"Dào, éternellement sans nom, calme le monde"
道德经 · 第三十七章
道恒无为而无不为。侯王若能守之,万物将自化。化而欲作,吾将镇之以无名之朴。镇之以无名之朴,夫将不欲。不欲以静,天下将自定。
Proposition de traduction
Le Dào est toujours sans action, et pourtant il n’est rien qu’il ne fasse.
Si les princes et les rois peuvent s’y tenir, toutes choses se transformeront d’elles-mêmes.
Mais si, dans cette transformation, naissent les désirs,
Je les calmerai par la simplicité non-nommée.
En calmant par la simplicité non-nommée,
Les désirs se tairont.
Quand les désirs sont silencieux,
Alors le monde se stabilise de lui-même.
Commentaire
Ce dernier chapitre du « Livre du Dào » (chapitres 1 à 37) revient comme une boucle sur la déclaration initiale du chapitre 1 : le Dào véritable est sans nom, sans forme, sans action volontaire. Il n’en est pas moins actif, car c’est justement en ne forçant rien qu’il laisse à chaque chose la possibilité de se transformer selon sa nature propre. Cette puissance du non-agir est aussi une invitation à la gouvernance. Le sage souverain ne doit pas intervenir de manière brutale ou autoritaire, mais préserver l’harmonie en laissant faire — tant que l’équilibre est maintenu. Si les désirs surgissent, menaçant l’ordre naturel, alors c’est par la "simplicité sans nom", par l’authenticité du Dào, que l’on apaise leur tumulte.
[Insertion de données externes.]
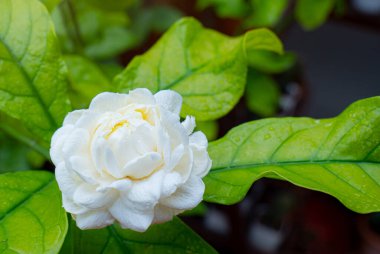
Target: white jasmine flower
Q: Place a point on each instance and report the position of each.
(129, 159)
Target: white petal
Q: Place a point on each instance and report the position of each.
(83, 167)
(129, 217)
(169, 100)
(123, 185)
(185, 165)
(94, 219)
(147, 191)
(111, 164)
(67, 180)
(108, 102)
(189, 124)
(163, 214)
(142, 166)
(141, 96)
(201, 161)
(199, 139)
(187, 196)
(87, 196)
(57, 142)
(76, 143)
(71, 207)
(170, 184)
(72, 117)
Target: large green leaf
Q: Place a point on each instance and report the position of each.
(86, 80)
(32, 74)
(171, 237)
(338, 156)
(311, 14)
(12, 155)
(32, 219)
(99, 33)
(207, 68)
(262, 94)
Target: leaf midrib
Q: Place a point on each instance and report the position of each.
(289, 163)
(26, 199)
(30, 84)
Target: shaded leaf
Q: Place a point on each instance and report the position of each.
(338, 156)
(32, 219)
(311, 14)
(171, 237)
(209, 128)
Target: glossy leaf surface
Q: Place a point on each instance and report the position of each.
(338, 156)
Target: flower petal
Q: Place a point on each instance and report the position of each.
(189, 124)
(72, 117)
(87, 196)
(187, 196)
(169, 100)
(94, 219)
(67, 180)
(130, 217)
(57, 143)
(142, 166)
(141, 96)
(108, 102)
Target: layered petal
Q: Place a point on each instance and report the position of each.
(169, 100)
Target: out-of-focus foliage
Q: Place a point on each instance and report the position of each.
(206, 67)
(226, 8)
(209, 128)
(270, 13)
(311, 14)
(104, 29)
(262, 94)
(86, 80)
(32, 74)
(266, 13)
(92, 29)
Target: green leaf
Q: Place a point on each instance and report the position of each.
(266, 13)
(32, 74)
(157, 19)
(262, 94)
(51, 4)
(12, 155)
(171, 237)
(86, 80)
(338, 156)
(226, 8)
(270, 62)
(32, 219)
(97, 32)
(209, 128)
(311, 14)
(207, 68)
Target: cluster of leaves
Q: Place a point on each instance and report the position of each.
(257, 13)
(39, 85)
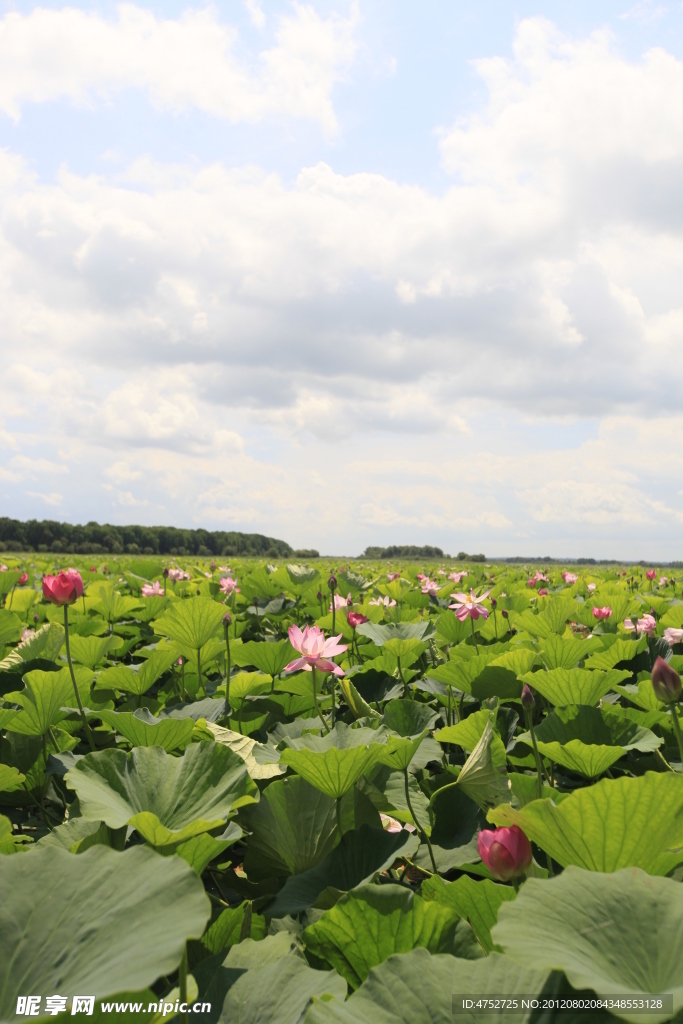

Le terme « 镇 » (zhèn), traduit ici par « calmer » ou « contenir », suggère une réponse douce mais ferme, enracinée dans la stabilité tranquille du Dào. La répétition de « 无名之朴 » (la simplicité sans nom) rappelle la pureté originelle, l’état non façonné du monde avant toute classification, tout désir, toute agitation.
Résonance contemporaine
Ce chapitre nous enseigne une leçon précieuse dans notre époque de bruit, de surstimulation et de consumérisme : le pouvoir du silence, de la sobriété, de l’authenticité. Dans un monde saturé de désirs fabriqués et de sollicitations incessantes, retrouver une simplicité intérieure devient un acte de sagesse. Pour un leader, un éducateur, ou toute personne responsable, cela signifie incarner cette simplicité plutôt que de multiplier les injonctions. L’ordre véritable émerge d’une paix intérieure, non de la contrainte. La stabilité sociale, comme la sérénité personnelle, naît d’un esprit libéré de l’avidité et des agitations. Le Dào n’a pas besoin de diriger : il inspire par sa présence.